Not a word more was necessary. Every one fled who could, except Thérèse, who would not go faster than her husband’s strength permitted him to proceed. The voice of the hounds, and the tramp of horses’ feet were apparently so near, before they could reach the first sentry, that both were glad to see Pascal hurrying towards them, with two soldiers, who carried Dessalines to the house, while Pascal and Thérèse ran for their lives,—she striving to thank her companion for remembering to bring this aid.

“No thanks!” said Pascal. “General Dessalines is our great man now. We cannot do without him. Here is to be a siege,—a French troop has come over by some unsuspected pass;—I do not understand it.”

“Have you sent to the Plateaux?”

“Of course, instantly; but our messengers will probably be intercepted, though we have spared three men, to try three different paths. If L’Ouverture learns our condition, it will be by the firing.”

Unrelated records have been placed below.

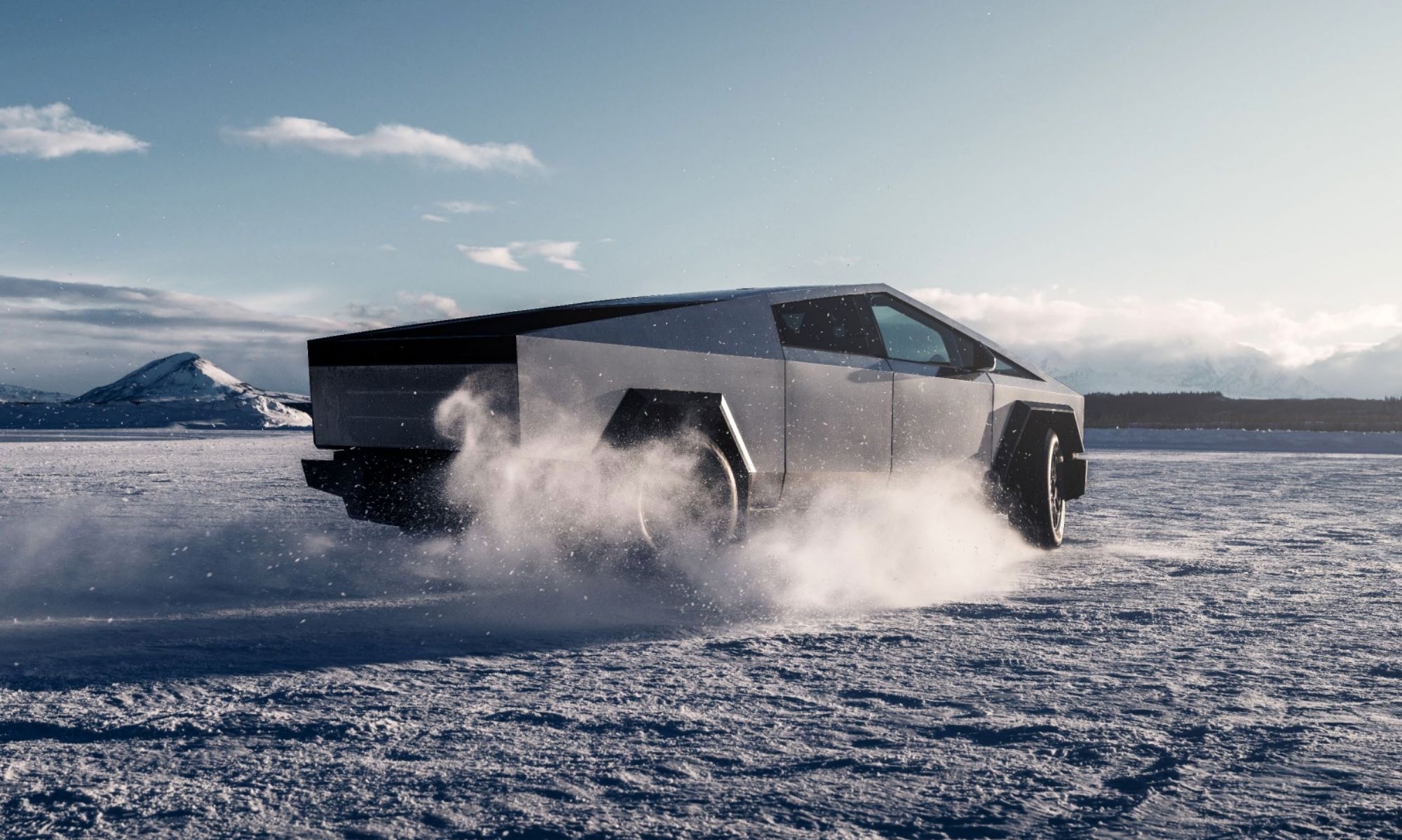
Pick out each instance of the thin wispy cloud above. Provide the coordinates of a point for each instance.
(55, 132)
(388, 140)
(431, 305)
(497, 256)
(508, 256)
(76, 335)
(1042, 321)
(465, 207)
(1190, 345)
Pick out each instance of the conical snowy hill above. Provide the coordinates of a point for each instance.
(182, 390)
(184, 376)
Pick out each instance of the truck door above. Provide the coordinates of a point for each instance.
(941, 413)
(838, 397)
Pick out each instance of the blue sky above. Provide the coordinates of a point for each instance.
(1243, 154)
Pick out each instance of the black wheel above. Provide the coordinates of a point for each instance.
(699, 509)
(1038, 506)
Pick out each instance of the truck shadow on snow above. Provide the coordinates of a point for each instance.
(88, 605)
(305, 636)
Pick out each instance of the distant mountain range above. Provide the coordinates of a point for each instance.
(1215, 411)
(182, 390)
(22, 394)
(1241, 373)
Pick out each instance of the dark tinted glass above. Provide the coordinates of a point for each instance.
(911, 335)
(838, 324)
(1010, 369)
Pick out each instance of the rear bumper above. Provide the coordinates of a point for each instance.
(396, 488)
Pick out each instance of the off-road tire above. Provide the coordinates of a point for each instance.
(1038, 504)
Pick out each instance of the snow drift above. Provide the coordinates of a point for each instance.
(182, 390)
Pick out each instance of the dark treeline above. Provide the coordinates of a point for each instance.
(1215, 411)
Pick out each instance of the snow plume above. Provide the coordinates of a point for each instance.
(562, 503)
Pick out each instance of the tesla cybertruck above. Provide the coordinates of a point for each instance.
(780, 391)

Some of the sportsmen had brought in from the hills the news of the presence of an enemy in the morne—not, apparently, on their way to the plantation, but engaged in some search among the hills. Others spoke tidings which would not have been told for hours but for the determination of Madame Bellair to set out in search of her children, whatever foe might be in the path. It became necessary to relate that it was too late to save her children. They had been seen lying in a track of the wood, torn in pieces by the bloodhounds, whose cry was heard now close at hand. Though there was no one who would at first undertake to tell the mother this, there were none who, in the end, could conceal it from her. They need not have feared that their work of defence would be impeded by her waitings and tears. There was not a cry; there was not a tear. Those who dared to look in her face saw that the fires of vengeance were consuming all that was womanish in Deesha’s nature. She was the soldier to whom, under Dessalines, the successful defence of Le Zéphyr was mainly owing. Dessalines gave the orders, and superintended the arrangements, which she, with a frantic courage, executed. From that hour to the day when she and her husband expired in tortures, the forces of the First Consul had no more vindictive and mischievous enemy than the wife of Charles Bellair. Never propitiated, and long unsubdued, Charles Bellair and his wife lived henceforth in the fastnesses of the interior; and never for a day desisted from harassing the foe, and laying low every Frenchman on whom a sleepless, and apparently ubiquitous vengeance, could fix its grasp.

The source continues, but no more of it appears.